On les appelle les «guides marron». Les montagnards qui se prennent pour des professionnels ont toujours existé, mais de façon marginale. Aujourd’hui, une affaire d’une autre ampleur entache le paysage immaculé du Mont-Blanc. Un Polonais qui encadrait illégalement trois clients s’est tué dernièrement dans le couloir du Goûter. Son compatriote, lui aussi sans diplôme, passera devant la justice française à la fin de septembre pour usurpation de titre. Il risque un an de prison et 15?000?euros d’amende. L’affaire des faux guides polonais n’est que la pointe de l’iceberg. Elle ravive surtout la polémique sur la réglementation d’accès au massif le plus fréquenté d’Europe.
La victime était géologue de profession. Un amoureux des pierres fait-il pour autant un bon guide de haute montagne? Le trentenaire avait bien l’autorisation d’exercer dans certains massifs de son pays. Pas au Mont-Blanc. Le jour du drame, il y emmenait pour la première fois un groupe, sans avoir le diplôme de guide de haute montagne ni l’équivalence reconnue par l’Union internationale des associations de guides de montagne. C’est le troisième cas connu en trois ans. Et cette fois-ci, les enquêteurs du peloton de gendarmerie de haute montagne (PGHM) ont découvert qu’une agence de voyages polonaise avait organisé l’expédition.
«Le problème des guides marron est de moins en moins rare. Mais avec cette histoire, on a atteint une autre dimension, s’inquiète Eric Favret, président des guides de Chamonix. L’agence avait le devoir de vérifier la compétence de ces gens. Il y a aujourd’hui une vraie commercialisation d’un produit.»
«Je ramasse les ordures et les morts»
Cet accident cristallise l’attention sur un phénomène plus large, celui de la surfréquentation du lieu. C’est en tout cas le point de vue du maire de Saint-Gervais, Jean-Marc Peillex, qui gère l’itinéraire le plus fréquenté, en résumant d’une phrase brutale son travail: «Je ramasse les ordures et les morts.»

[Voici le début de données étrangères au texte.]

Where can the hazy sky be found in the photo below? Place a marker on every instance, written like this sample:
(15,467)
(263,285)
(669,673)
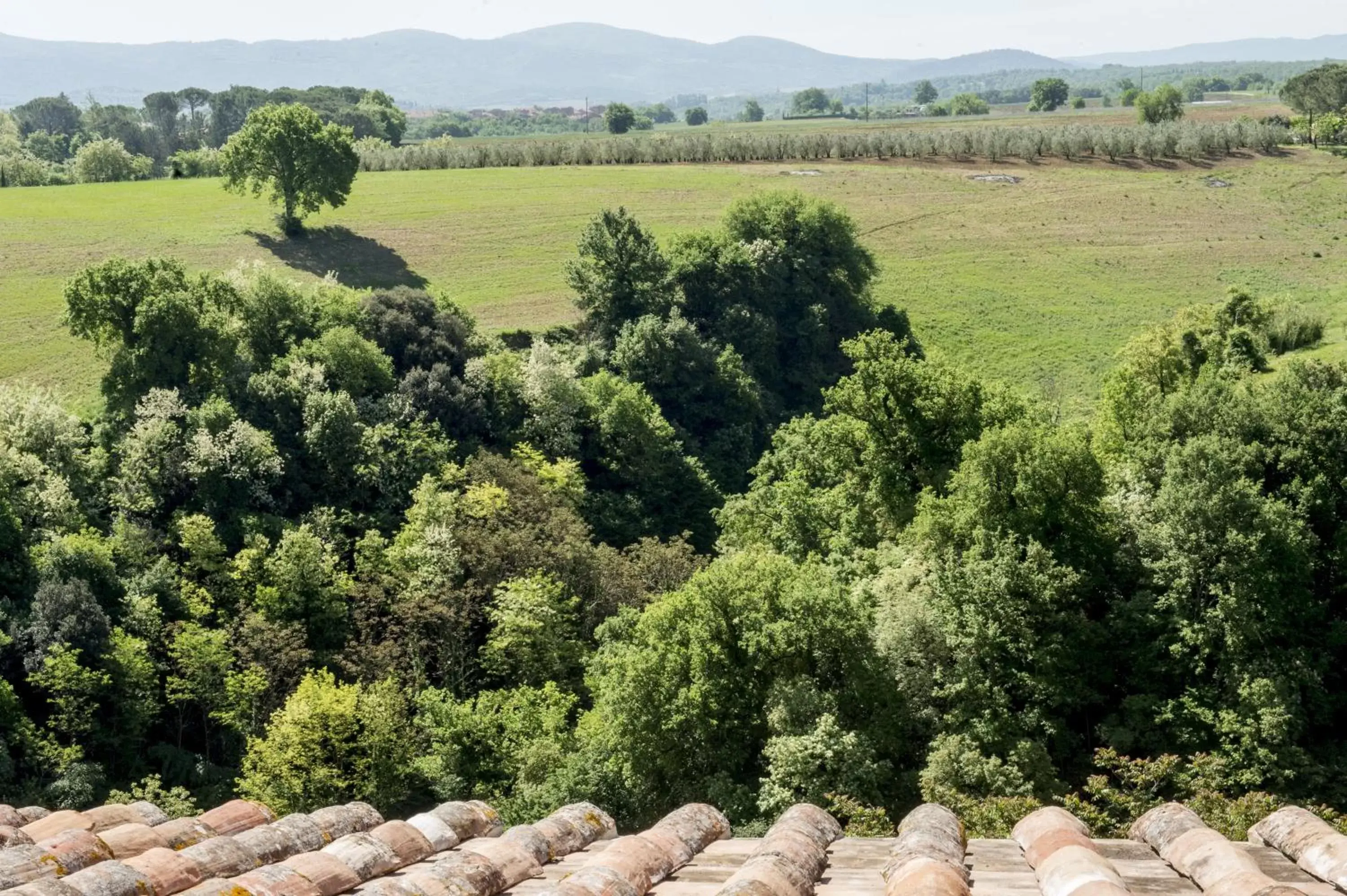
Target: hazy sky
(894,29)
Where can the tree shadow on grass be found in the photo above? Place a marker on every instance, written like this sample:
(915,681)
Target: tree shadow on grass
(357,260)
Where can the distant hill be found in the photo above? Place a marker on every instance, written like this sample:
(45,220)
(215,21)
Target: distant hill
(1250,50)
(555,65)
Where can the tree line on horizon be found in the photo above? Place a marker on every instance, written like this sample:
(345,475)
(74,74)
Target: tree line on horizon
(172,134)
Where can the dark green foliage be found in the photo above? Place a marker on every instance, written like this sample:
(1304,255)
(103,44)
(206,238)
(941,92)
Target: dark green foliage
(328,545)
(619,118)
(54,115)
(159,326)
(1160,105)
(415,332)
(620,275)
(810,101)
(1048,93)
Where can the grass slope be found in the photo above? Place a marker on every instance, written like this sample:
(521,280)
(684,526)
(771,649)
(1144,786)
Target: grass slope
(1038,283)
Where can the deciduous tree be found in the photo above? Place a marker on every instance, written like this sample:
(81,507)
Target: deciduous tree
(289,153)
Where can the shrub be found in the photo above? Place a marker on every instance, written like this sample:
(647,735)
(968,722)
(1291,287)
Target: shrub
(969,104)
(1294,326)
(196,163)
(26,170)
(1148,142)
(107,161)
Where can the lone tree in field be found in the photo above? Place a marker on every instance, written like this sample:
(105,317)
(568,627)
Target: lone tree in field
(619,118)
(1048,93)
(290,151)
(810,101)
(1318,92)
(1162,104)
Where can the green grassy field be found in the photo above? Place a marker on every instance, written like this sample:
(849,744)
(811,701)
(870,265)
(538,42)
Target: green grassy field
(1038,283)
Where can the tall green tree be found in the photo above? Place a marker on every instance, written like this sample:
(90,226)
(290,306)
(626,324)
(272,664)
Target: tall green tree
(619,118)
(1048,93)
(289,153)
(924,93)
(810,101)
(1159,105)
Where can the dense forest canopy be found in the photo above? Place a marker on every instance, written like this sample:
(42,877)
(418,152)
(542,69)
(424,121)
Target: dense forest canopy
(733,538)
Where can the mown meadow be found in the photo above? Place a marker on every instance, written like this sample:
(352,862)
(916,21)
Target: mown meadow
(1038,282)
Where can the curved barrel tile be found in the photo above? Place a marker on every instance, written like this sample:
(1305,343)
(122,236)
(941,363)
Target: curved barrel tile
(929,856)
(131,840)
(110,879)
(631,865)
(1066,861)
(1202,855)
(790,859)
(11,836)
(1307,840)
(169,871)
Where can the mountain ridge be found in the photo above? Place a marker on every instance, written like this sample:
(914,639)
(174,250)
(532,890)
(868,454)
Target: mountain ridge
(553,65)
(1330,46)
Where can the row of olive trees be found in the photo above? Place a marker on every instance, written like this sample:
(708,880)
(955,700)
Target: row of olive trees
(1189,141)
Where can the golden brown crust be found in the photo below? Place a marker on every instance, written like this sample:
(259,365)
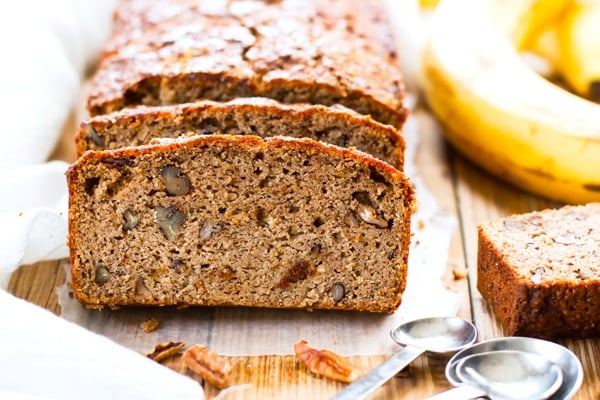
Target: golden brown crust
(176,51)
(258,116)
(101,182)
(539,272)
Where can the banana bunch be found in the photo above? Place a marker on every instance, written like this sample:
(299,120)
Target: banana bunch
(571,44)
(498,111)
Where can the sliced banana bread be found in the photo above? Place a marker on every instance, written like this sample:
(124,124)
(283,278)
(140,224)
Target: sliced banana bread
(295,51)
(238,220)
(540,272)
(257,116)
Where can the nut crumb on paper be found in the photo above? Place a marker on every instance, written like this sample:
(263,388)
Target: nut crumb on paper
(326,363)
(150,325)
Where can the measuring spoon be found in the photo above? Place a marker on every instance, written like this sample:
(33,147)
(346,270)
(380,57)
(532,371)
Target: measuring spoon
(505,375)
(437,335)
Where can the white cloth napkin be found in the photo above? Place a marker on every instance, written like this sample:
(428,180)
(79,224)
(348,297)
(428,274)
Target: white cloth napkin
(46,46)
(44,355)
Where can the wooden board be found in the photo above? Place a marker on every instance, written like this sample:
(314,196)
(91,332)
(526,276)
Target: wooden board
(462,190)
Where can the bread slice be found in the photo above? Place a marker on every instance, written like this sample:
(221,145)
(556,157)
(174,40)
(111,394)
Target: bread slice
(540,272)
(257,116)
(238,220)
(176,51)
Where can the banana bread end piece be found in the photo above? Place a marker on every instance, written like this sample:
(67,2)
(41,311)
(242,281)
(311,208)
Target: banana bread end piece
(540,272)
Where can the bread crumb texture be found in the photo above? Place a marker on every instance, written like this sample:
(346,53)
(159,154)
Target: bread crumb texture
(239,220)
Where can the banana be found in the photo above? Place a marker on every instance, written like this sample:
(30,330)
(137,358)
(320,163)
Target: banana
(500,113)
(578,36)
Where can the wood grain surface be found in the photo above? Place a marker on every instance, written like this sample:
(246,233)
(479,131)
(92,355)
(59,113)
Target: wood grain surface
(462,190)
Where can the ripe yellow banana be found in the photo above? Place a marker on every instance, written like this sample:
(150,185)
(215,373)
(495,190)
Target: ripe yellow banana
(501,114)
(579,45)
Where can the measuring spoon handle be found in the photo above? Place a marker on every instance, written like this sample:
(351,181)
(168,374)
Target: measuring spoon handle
(379,375)
(459,393)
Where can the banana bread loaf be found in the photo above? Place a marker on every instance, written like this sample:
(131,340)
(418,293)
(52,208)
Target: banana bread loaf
(295,51)
(238,220)
(540,272)
(258,116)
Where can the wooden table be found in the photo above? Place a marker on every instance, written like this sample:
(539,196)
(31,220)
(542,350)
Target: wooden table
(462,190)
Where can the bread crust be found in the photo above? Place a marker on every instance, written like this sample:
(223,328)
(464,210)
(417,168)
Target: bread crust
(136,126)
(177,51)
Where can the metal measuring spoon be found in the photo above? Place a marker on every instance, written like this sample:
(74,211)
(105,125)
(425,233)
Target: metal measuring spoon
(509,375)
(561,356)
(436,335)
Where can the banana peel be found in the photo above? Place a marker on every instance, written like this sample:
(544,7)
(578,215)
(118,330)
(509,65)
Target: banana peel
(578,35)
(501,114)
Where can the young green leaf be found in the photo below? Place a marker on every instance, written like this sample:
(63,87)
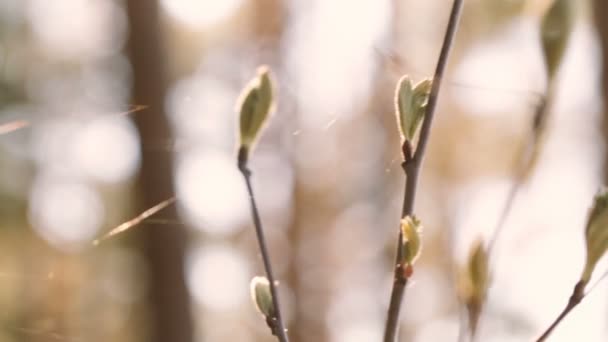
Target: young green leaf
(410,105)
(255,105)
(596,234)
(411,243)
(556,27)
(261,296)
(474,283)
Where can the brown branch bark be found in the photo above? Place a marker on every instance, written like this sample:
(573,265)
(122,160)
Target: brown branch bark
(412,166)
(163,246)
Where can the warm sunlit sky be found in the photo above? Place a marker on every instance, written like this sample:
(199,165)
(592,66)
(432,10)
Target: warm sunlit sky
(328,64)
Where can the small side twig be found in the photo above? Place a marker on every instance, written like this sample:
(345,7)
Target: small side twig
(577,296)
(411,167)
(276,322)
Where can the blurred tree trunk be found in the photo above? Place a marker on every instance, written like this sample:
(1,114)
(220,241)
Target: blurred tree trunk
(600,10)
(164,246)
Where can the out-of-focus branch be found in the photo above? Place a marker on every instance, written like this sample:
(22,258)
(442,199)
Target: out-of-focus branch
(163,247)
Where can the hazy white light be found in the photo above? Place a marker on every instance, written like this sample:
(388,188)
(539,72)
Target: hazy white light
(211,190)
(218,277)
(67,214)
(73,28)
(505,74)
(358,332)
(437,330)
(107,149)
(333,61)
(200,13)
(202,109)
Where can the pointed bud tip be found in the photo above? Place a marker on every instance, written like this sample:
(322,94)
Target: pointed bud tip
(261,295)
(596,233)
(411,244)
(410,105)
(255,104)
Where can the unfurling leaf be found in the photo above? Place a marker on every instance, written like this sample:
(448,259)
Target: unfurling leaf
(474,282)
(410,105)
(255,105)
(261,296)
(596,234)
(556,27)
(411,243)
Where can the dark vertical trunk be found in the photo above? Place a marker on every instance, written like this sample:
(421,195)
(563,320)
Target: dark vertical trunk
(163,246)
(601,8)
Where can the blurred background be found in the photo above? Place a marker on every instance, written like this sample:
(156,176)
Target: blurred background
(126,103)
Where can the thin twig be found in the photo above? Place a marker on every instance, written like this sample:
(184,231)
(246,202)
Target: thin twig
(412,165)
(136,220)
(577,296)
(277,321)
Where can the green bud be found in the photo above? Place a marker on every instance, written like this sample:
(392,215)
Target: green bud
(596,234)
(261,296)
(479,271)
(255,105)
(474,282)
(556,27)
(410,105)
(411,242)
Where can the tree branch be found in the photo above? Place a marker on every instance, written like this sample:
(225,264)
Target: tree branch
(276,323)
(577,296)
(411,167)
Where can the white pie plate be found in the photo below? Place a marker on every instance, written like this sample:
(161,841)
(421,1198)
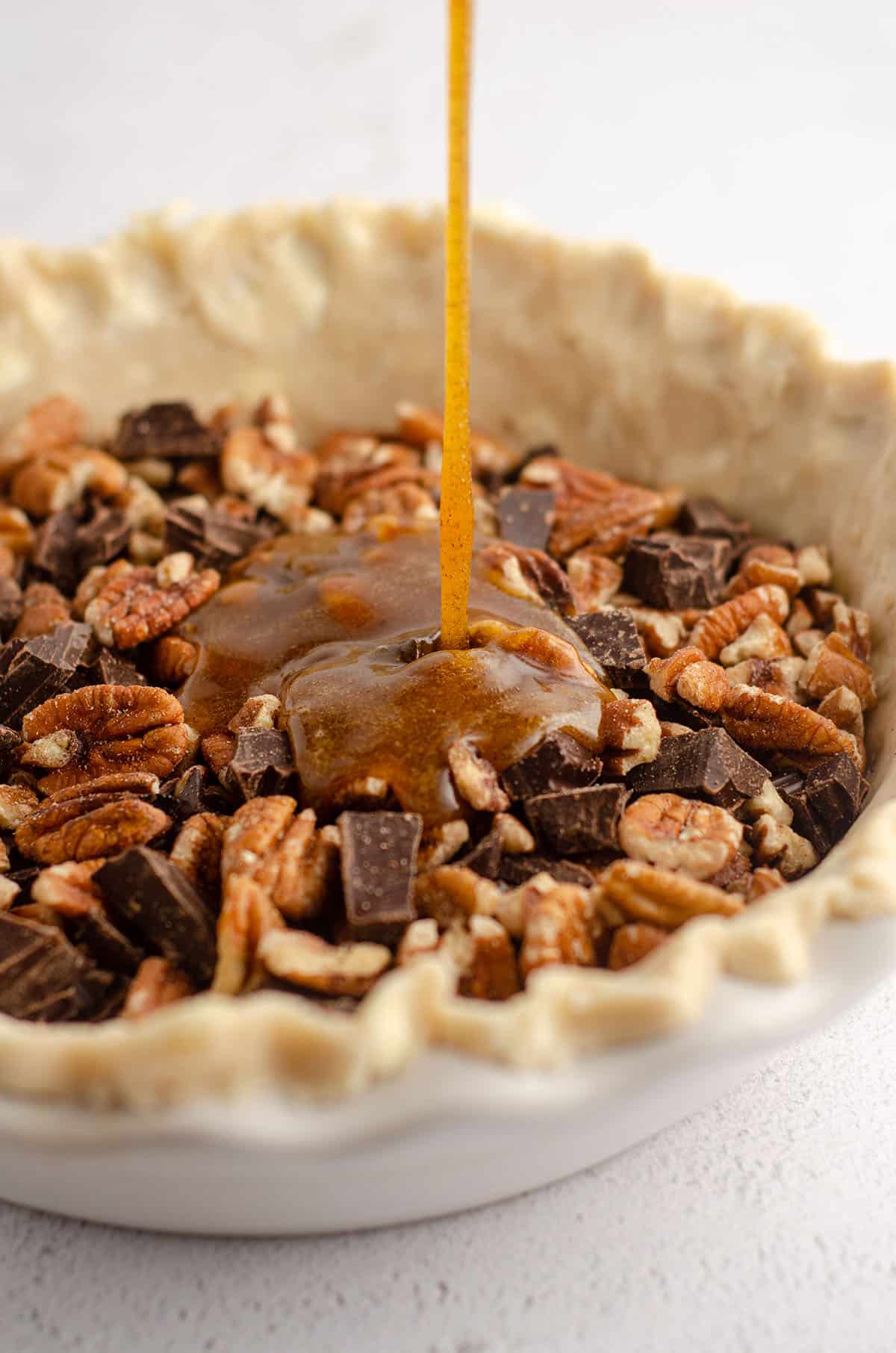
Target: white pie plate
(451,1133)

A ses yeux, «le Mont-Blanc est devenu un parc d’attractions. On est passé d’une clientèle d’alpinistes respectueux à celle de touristes urbains qui font l’ascension comme ils vont au cinéma. C’est la porte ouverte à tous les excès.» Son credo? Serrer la vis. Il prône des contrôles de police, des interventions contre les campings sauvages – interdits sur ce site classé – la limitation de l’accès à la capacité des refuges – parfois débordés – comme la création d’un permis d’ascension. Ses coups de gueule réguliers ne trouvent pourtant pas d’écho dans la vallée de Chamonix.
Dans le milieu, on associe plutôt ce genre de dérives à une banalisation de la course, qui attire selon les années entre 20?000 et 30?000 candidats. «Il y a une focalisation sur le Mont-Blanc qui est devenu un produit de consommation», reconnaît le commandant Nicolas Thiebault, directeur du centre de formation des CRS à Chamonix. Mais ce n’est pas une raison pour passer d’un extrême à l’autre. Les contrôles sporadiques pour dénicher les «marron» s’avèrent difficiles à généraliser et peu efficaces. «Quand les gens sont là, il est trop tard. Il faut agir en amont, en sensibilisant directement les instances diplomatiques concernées.» Quant à l’idée de contrôler les accès, elle se heurte au bloc de la profession. «La montagne est un espace de liberté», rappelle fermement le responsable du refuge du Goûter. Farouchement attaché à ce principe constitutionnel, Roland Ravanel, guide depuis 51?ans, ose réclamer à la profession de «s’autocontrôler en déléguant des guides».